Size: 20 x 30 1/2 inches
Inventory No: 07183
Price: $
AVAILABLE
Illustrated in Wifredo Lam: Oeuvre Gravé et Lithographié, Catalogue Raisonné, Musée de Gravelines, France, 1993, page 90, no. 6623.
Illustrated in IMPORTANT CUBAN ARTWORKS, Volume Twenty, Cernuda Arte, Coral Gables, Florida, 2023, page 36.
Acquired by a Private Collector in Key Largo, Florida.
Wifredo Lam's remarkable suite of prints, Apostroph'Apocalypse, exemplifies his most audacious printmaking work. The series was conceived as an art book, created in collaboration with the avant-garde writer Gherasim Luca during the mid-1960s, amid rising global nuclear tensions.
Lam’s draftsmanship reached new heights, reimagining his iconic human-horse hybrids as weaponized phantoms soaring through negative space – sensuous, vivid, and surreal. Beyond the mere assuredness of the line, works from this series have an uncanny texture and color. The distinctive shades are the product of a technique created by Wifredo Lam in collaboration with renowned printmaker Giorgio Upiglio in Milan, which allowed Lam to draw directly on plates coated with powdered pigment.

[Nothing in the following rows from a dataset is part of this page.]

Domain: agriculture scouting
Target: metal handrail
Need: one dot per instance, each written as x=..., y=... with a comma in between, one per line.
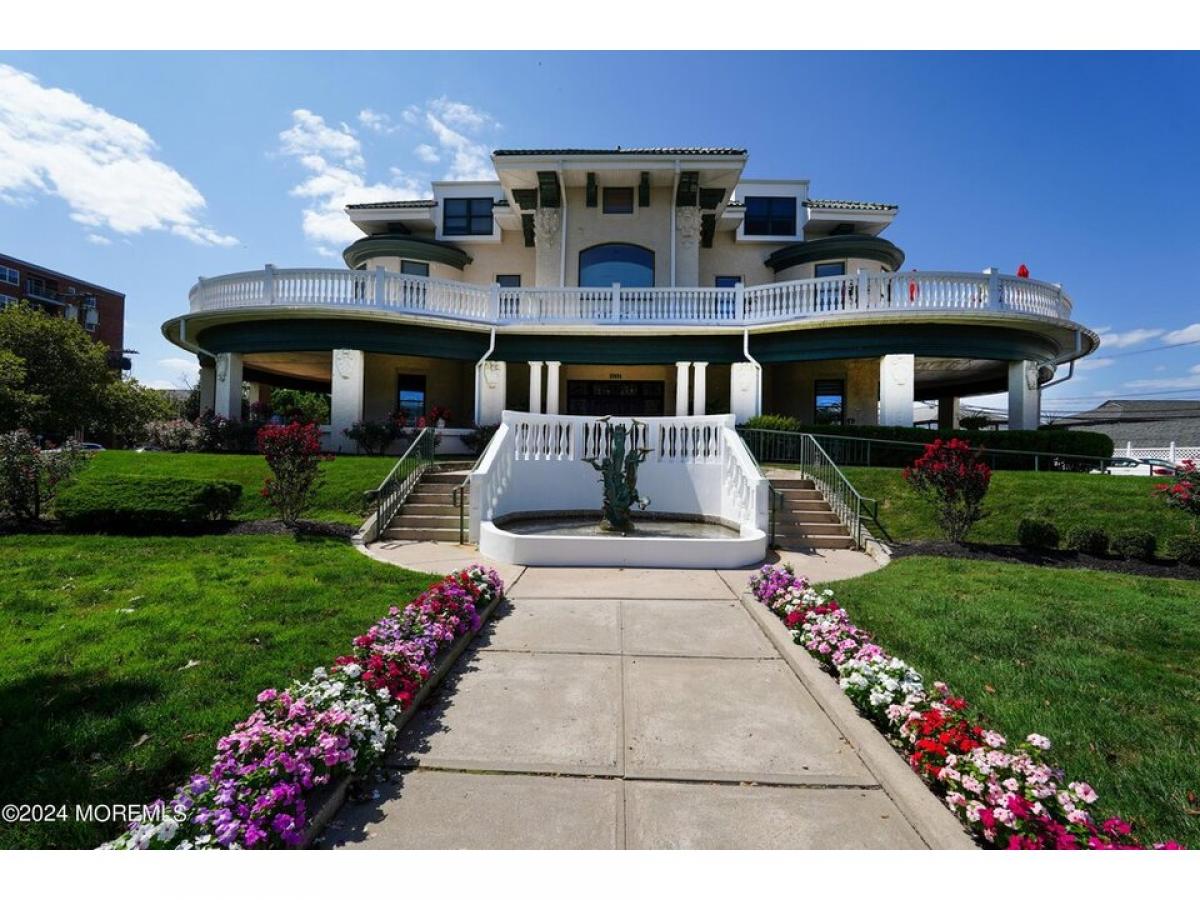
x=394, y=490
x=843, y=497
x=771, y=444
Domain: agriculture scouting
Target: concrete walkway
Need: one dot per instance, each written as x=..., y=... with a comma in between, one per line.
x=634, y=709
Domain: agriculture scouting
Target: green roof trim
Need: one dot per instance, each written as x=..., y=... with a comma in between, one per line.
x=838, y=246
x=405, y=246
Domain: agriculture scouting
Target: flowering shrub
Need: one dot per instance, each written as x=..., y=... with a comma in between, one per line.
x=339, y=723
x=1183, y=490
x=30, y=477
x=293, y=454
x=178, y=436
x=1007, y=797
x=952, y=479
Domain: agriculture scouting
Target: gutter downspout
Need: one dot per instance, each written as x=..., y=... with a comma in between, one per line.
x=562, y=240
x=491, y=348
x=753, y=361
x=675, y=193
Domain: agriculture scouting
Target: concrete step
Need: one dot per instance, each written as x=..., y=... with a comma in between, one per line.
x=808, y=515
x=804, y=493
x=815, y=543
x=408, y=519
x=807, y=528
x=804, y=505
x=792, y=483
x=444, y=477
x=423, y=534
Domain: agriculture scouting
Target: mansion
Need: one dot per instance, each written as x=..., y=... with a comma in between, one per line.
x=642, y=282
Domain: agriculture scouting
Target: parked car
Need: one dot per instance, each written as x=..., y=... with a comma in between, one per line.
x=1147, y=467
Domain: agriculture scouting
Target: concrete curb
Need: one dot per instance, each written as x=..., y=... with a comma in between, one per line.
x=329, y=799
x=934, y=823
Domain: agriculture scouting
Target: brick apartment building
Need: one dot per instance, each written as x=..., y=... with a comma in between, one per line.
x=101, y=311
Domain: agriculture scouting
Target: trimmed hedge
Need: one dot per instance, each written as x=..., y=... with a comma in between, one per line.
x=1037, y=533
x=855, y=453
x=131, y=502
x=1134, y=544
x=1087, y=539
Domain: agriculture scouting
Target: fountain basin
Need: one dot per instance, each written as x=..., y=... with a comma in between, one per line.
x=660, y=541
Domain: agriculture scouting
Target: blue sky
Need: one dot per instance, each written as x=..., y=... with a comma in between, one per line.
x=166, y=166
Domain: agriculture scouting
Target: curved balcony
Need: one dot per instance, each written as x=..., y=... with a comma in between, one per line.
x=868, y=293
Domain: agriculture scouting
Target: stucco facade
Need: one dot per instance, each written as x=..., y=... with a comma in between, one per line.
x=655, y=282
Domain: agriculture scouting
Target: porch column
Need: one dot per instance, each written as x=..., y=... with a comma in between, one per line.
x=743, y=391
x=208, y=388
x=700, y=388
x=947, y=413
x=1024, y=396
x=491, y=391
x=228, y=385
x=552, y=387
x=346, y=396
x=535, y=387
x=682, y=370
x=897, y=389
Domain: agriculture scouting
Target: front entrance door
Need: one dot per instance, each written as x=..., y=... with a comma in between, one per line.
x=615, y=397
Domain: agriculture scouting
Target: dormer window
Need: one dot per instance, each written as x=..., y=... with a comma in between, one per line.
x=771, y=216
x=467, y=215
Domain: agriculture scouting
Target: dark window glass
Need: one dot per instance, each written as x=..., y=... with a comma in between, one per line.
x=829, y=401
x=467, y=215
x=616, y=263
x=823, y=270
x=771, y=215
x=618, y=199
x=411, y=396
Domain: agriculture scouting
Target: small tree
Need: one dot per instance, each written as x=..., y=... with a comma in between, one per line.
x=1183, y=490
x=951, y=478
x=30, y=477
x=293, y=454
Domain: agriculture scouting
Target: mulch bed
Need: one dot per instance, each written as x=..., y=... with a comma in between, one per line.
x=1054, y=558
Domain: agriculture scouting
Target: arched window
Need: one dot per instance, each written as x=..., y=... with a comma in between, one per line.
x=616, y=263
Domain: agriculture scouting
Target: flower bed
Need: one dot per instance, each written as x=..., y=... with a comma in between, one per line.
x=300, y=741
x=1007, y=796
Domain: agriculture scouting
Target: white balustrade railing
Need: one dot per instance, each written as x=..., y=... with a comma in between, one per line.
x=778, y=301
x=695, y=466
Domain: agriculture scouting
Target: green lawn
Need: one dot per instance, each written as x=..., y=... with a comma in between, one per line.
x=340, y=498
x=1104, y=665
x=126, y=658
x=1109, y=502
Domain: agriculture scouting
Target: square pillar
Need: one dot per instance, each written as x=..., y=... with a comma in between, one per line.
x=682, y=370
x=535, y=387
x=346, y=397
x=228, y=385
x=744, y=390
x=947, y=413
x=491, y=391
x=1024, y=396
x=897, y=389
x=700, y=388
x=552, y=388
x=208, y=388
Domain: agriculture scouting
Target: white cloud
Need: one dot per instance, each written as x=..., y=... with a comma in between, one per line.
x=376, y=121
x=1183, y=335
x=425, y=153
x=337, y=171
x=334, y=161
x=1113, y=340
x=54, y=143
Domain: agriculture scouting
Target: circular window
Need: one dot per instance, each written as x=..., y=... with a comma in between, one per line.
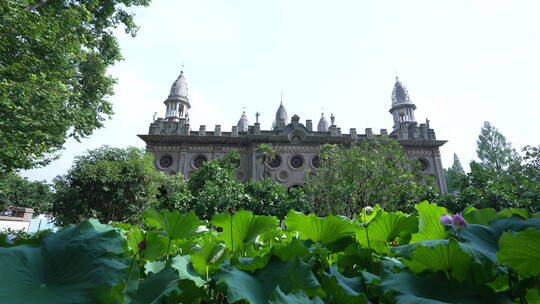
x=199, y=160
x=165, y=161
x=283, y=176
x=316, y=162
x=236, y=163
x=424, y=164
x=275, y=162
x=240, y=176
x=297, y=161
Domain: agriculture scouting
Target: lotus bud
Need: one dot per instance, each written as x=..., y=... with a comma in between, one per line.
x=445, y=219
x=142, y=245
x=459, y=221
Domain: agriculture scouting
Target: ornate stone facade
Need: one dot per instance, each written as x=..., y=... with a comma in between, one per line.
x=178, y=149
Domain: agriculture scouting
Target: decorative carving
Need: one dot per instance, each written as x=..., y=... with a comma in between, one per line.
x=199, y=160
x=275, y=162
x=297, y=161
x=316, y=162
x=166, y=161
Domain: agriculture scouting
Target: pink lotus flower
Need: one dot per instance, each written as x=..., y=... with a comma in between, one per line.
x=459, y=222
x=142, y=245
x=445, y=219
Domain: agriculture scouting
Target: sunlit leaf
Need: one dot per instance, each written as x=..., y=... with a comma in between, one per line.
x=242, y=228
x=321, y=230
x=521, y=251
x=174, y=224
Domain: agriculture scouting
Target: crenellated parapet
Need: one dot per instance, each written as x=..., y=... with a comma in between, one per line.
x=179, y=149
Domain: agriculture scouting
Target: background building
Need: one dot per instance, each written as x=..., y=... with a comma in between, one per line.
x=179, y=149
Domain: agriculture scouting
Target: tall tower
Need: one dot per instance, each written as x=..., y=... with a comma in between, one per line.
x=281, y=116
x=402, y=108
x=243, y=123
x=178, y=102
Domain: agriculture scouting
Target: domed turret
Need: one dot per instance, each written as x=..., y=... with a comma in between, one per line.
x=399, y=93
x=322, y=126
x=243, y=123
x=179, y=87
x=178, y=102
x=281, y=114
x=402, y=108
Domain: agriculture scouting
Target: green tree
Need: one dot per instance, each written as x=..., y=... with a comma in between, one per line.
x=54, y=55
x=174, y=194
x=266, y=153
x=20, y=192
x=110, y=184
x=492, y=148
x=371, y=172
x=453, y=174
x=271, y=198
x=214, y=188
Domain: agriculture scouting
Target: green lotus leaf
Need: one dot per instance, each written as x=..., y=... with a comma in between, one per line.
x=341, y=289
x=429, y=226
x=156, y=246
x=250, y=264
x=154, y=266
x=133, y=235
x=506, y=213
x=258, y=287
x=155, y=286
x=73, y=265
x=407, y=288
x=479, y=216
x=188, y=292
x=356, y=257
x=207, y=258
x=485, y=239
x=295, y=297
x=183, y=265
x=320, y=230
x=439, y=255
x=242, y=228
x=387, y=227
x=173, y=223
x=521, y=251
x=287, y=252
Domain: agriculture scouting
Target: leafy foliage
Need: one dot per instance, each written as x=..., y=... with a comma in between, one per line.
x=70, y=266
x=247, y=258
x=53, y=81
x=493, y=149
x=110, y=184
x=20, y=192
x=367, y=173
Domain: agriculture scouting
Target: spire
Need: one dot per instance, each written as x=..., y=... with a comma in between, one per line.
x=399, y=93
x=243, y=123
x=322, y=126
x=402, y=108
x=281, y=113
x=177, y=102
x=179, y=87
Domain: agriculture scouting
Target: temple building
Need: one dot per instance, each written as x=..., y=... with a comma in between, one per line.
x=179, y=149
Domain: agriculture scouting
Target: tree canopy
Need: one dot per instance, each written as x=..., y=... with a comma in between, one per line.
x=109, y=184
x=453, y=174
x=20, y=192
x=492, y=148
x=53, y=82
x=368, y=173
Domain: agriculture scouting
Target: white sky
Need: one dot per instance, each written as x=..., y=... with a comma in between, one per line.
x=462, y=61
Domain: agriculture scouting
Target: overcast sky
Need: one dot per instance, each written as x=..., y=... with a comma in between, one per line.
x=463, y=62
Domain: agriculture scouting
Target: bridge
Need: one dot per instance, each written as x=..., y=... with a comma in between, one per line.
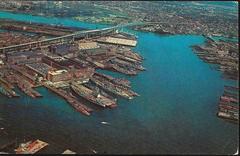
x=71, y=37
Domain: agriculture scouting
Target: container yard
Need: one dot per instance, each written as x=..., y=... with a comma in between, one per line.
x=67, y=68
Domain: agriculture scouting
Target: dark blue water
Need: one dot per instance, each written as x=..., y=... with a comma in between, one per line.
x=176, y=112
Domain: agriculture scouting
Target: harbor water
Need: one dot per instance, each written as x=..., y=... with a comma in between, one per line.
x=175, y=113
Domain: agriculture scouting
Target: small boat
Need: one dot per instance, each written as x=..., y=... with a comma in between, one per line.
x=236, y=153
x=94, y=151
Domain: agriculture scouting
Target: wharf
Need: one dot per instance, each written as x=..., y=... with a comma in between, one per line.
x=228, y=107
x=113, y=88
x=92, y=96
x=118, y=41
x=71, y=100
x=31, y=147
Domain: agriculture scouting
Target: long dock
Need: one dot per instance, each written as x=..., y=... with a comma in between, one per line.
x=71, y=100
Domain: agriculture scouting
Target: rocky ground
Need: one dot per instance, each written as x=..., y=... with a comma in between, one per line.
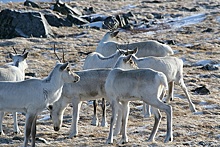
x=196, y=42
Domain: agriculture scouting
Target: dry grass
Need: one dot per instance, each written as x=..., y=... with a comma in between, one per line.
x=188, y=129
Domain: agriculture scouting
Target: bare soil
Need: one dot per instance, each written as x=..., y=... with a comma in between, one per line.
x=193, y=43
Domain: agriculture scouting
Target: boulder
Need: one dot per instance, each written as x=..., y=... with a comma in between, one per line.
x=23, y=24
x=76, y=20
x=56, y=20
x=31, y=4
x=65, y=9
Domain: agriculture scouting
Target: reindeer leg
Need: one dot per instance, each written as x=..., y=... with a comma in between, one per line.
x=28, y=127
x=191, y=105
x=125, y=113
x=157, y=118
x=95, y=120
x=75, y=119
x=16, y=128
x=2, y=113
x=114, y=106
x=104, y=123
x=33, y=132
x=146, y=110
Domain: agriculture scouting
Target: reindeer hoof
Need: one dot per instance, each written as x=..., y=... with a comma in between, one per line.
x=168, y=139
x=2, y=133
x=123, y=141
x=17, y=132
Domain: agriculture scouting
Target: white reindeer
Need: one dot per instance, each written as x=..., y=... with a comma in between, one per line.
x=123, y=85
x=172, y=67
x=90, y=87
x=34, y=95
x=96, y=60
x=14, y=71
x=108, y=46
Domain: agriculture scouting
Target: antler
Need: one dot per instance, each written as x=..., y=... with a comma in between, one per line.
x=61, y=60
x=55, y=52
x=24, y=51
x=14, y=50
x=63, y=56
x=111, y=23
x=119, y=50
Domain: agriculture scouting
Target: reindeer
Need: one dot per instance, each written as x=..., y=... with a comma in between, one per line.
x=172, y=67
x=97, y=60
x=108, y=46
x=14, y=71
x=35, y=95
x=90, y=87
x=125, y=84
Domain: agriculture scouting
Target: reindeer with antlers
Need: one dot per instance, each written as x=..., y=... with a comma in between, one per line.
x=14, y=71
x=33, y=95
x=109, y=43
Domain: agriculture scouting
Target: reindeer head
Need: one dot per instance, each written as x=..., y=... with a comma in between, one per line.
x=127, y=52
x=67, y=74
x=19, y=60
x=126, y=62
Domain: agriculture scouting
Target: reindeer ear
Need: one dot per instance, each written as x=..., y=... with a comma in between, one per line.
x=17, y=63
x=25, y=55
x=11, y=55
x=135, y=50
x=114, y=34
x=63, y=66
x=126, y=59
x=50, y=107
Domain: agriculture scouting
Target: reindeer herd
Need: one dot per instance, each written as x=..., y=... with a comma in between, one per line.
x=118, y=73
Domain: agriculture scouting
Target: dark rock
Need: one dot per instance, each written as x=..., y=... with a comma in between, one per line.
x=31, y=4
x=39, y=139
x=111, y=23
x=5, y=140
x=30, y=74
x=88, y=11
x=209, y=67
x=157, y=15
x=172, y=42
x=94, y=17
x=65, y=9
x=23, y=24
x=55, y=20
x=119, y=21
x=201, y=90
x=18, y=138
x=76, y=20
x=208, y=30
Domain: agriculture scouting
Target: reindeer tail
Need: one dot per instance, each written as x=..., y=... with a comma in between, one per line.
x=84, y=53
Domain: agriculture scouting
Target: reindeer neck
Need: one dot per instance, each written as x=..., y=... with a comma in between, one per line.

Only 25 copies of Lam's hand-signed and numbered prints from this series, produced on Japanese paper, exist. These individually signed and numbered Japanese paper editions have become among the artist’s most coveted prints. Lam's 14 plates from Apostroph’Apocalypse, executed in a bold and experimental process, have graced esteemed institutions like the Centre Pompidou Paris; National Library, Paris; Nationalmuseum, Stockholm; Villa Medici, Rome; Palazzo della Permanente, Milan; Yokohoma Museum of Art, Yokohama, Japan; Fine Arts Central Academy, Beijing; Institute of Fine Arts, Hong Kong; Palais des Beaux-Arts, Brussels; Fundació La Caixa, Barcelona; Musée du dessin et de l’estampe Original, Gravelines, France; and the Asian Art Archives, among many others.